球道雑記BACK NUMBER
和田康士朗、一歩一歩夢へ進んだ道。
ロッテの俊足が2020年を駆ける!
posted2020/06/19 11:30
text by
永田遼太郎Ryotaro Nagata
photograph by
Kyodo News
練習試合13試合中、途中出場が12回。
されど盗塁数は12球団中単独トップの7を記録して、その名を全国のプロ野球ファンに轟かせた。
特筆すべきは盗塁を仕掛ける際の思い切りの良さと加速の速さ。まだまだ牽制球の対応に課題は残すが、6月14日の練習試合(対埼玉西武)では6回表、相手の牽制球に誘い出されるも、なりふり構わずにそのまま2塁へとスタート。50m5秒8の快足を飛ばして、結果的に一塁手・山川穂高の悪送球を誘って盗塁を成功させた。
さらに8回表の一死一塁の場面でもこの日2つ目の盗塁に成功。二塁到達のタイミングにまだまだ余裕があり、来たるべき開幕に向けて西武首脳陣も警戒を強めたことだろう。
このペースのままシーズンでも盗塁を量産すれば、現在は代走がメインとはいえ盗塁王の獲得も夢ではなくなる存在。そんな浪漫を追いたくなる選手。それが千葉ロッテの3年目・和田康士朗だ。
プロへの道は一歩ずつ。
彼の名前を初めて聞く人もいるだろう。
それもそのはず。彼はこの6月、育成枠から支配下に昇格したばかりだ。
経歴が異色なのも馴染みがない理由なのかもしれない。
小学4年生のときに始めた野球は中学時代に負った怪我の影響もあって、一度はやめる決意をした。
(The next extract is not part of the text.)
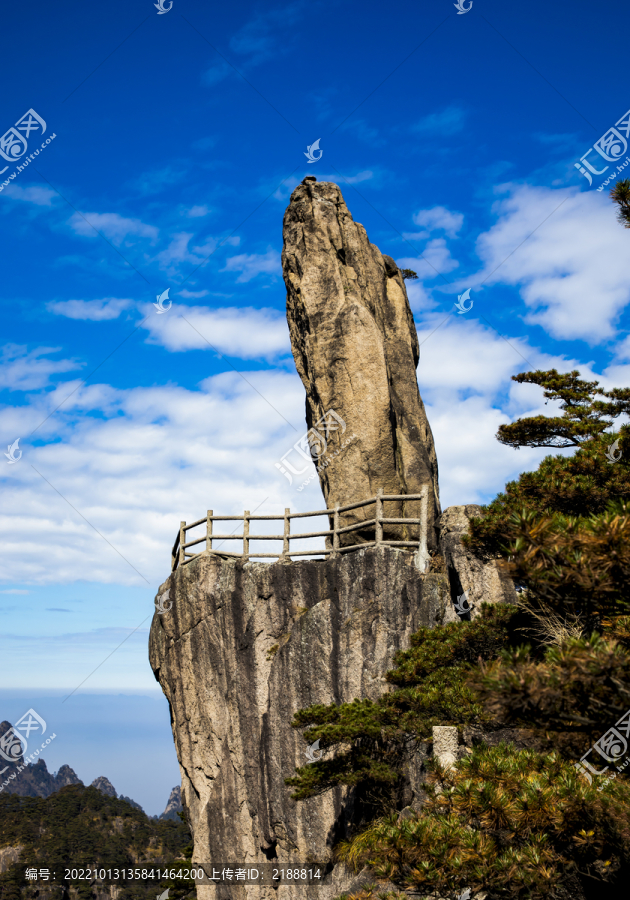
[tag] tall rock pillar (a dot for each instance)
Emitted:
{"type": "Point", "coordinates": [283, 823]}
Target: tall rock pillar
{"type": "Point", "coordinates": [355, 346]}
埼玉県にある県立小川高では陸上部に入部。高校球児としての最大の夢「甲子園を目指す」ことは諦め別の道に進んだ。しかし、大好きな野球を捨てきれず、高校2年から地元埼玉のクラブチーム「都幾川(ときがわ)倶楽部硬式野球団」の門を叩く。
当時は「プロ入り」なんて意識すらしていなかったというが、高校卒業後の進路として選んだBCリーグのトライアウト受験を経て、富山サンダーバーズから1位指名を受けると、おぼろげながらNPB入りの夢を見るよう心境にも変化が出た。
BC富山在籍時は、ウェブ上に溢れる野球動画を見るなどして打撃フォームを研究。なかでも参考にしたのは福岡ソフトバンクの柳田悠岐だった。彼を参考にした豪快なスイングと俊足はたちまち野球ファンやNPBのスカウト達の目に留まり、その1年後の2017年には千葉ロッテから育成ドラフト1位で指名を受け、念願のNPB(千葉ロッテ)入りを果たす。夢がひとつずつ形になってきた。